Statue Readied to Honor ‘Black Governor’

Thomas Breen, New Haven Independent, July 10, 2020

A seven-foot-tall bronze statue of William “King” Lanson will soon stand along the Farmington Canal — giving a permanent, public, and highly visible form to a Black New Havener who helped build the modern city. The Lanson statue represents the culmination of a decade’s worth of advocacy by the Amistad Committee, working in recent years with the City Plan Department to make the memorial a reality.

The public artwork will honor the early 19th-century local engineer, entrepreneur, and Black political leader who freed himself from slavery, built a section of the Farmington Canal, and constructed an extension of Long Wharf that allowed for the local port to rival New York’s.
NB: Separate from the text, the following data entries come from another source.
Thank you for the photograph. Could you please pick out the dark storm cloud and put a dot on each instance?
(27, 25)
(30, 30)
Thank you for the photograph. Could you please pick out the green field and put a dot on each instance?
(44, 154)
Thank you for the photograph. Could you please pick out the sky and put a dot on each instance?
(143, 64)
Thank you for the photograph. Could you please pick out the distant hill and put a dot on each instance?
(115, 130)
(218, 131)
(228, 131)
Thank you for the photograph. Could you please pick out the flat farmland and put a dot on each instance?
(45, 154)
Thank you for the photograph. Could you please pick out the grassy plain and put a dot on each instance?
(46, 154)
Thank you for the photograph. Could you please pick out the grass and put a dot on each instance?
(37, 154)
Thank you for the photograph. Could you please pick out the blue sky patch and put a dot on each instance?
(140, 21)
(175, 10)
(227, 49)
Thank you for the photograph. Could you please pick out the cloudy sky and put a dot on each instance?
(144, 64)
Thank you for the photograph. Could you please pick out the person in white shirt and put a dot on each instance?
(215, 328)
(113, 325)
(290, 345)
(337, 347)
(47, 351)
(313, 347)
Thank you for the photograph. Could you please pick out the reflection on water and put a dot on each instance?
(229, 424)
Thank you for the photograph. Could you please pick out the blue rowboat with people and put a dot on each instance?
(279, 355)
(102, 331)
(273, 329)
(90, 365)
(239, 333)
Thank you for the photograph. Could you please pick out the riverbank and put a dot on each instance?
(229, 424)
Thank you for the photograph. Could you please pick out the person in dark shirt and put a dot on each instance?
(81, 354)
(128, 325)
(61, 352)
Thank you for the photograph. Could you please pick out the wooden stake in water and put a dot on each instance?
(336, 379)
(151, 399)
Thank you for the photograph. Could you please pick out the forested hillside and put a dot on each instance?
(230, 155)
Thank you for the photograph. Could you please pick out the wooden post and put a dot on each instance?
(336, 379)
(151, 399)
He was also elected “Black governor” in 1825, helped found what is now Dixwell Congregational Church, owned land and ran businesses on what is now Wooster Square — and, after encountering opposition from white authorities and the business establishment, died in the poorhouse.

The plan is for the statue to be unveiled Sept. 26 at 11 a.m. on a grassy, city-owned plot near the Farmington Canal and Lock Street, in between the Yale Health Center and Yale’s Benjamin Franklin and Pauli Murray Colleges.

According to a presentation by City Plan Director Aïcha Woods during Monday’s Cultural Affairs Commission meeting, the city-commissioned statue will be one part of an “interpretative landscape” and larger memorial along the Farmington Canal that will be “dedicated to the history of William Lanson.”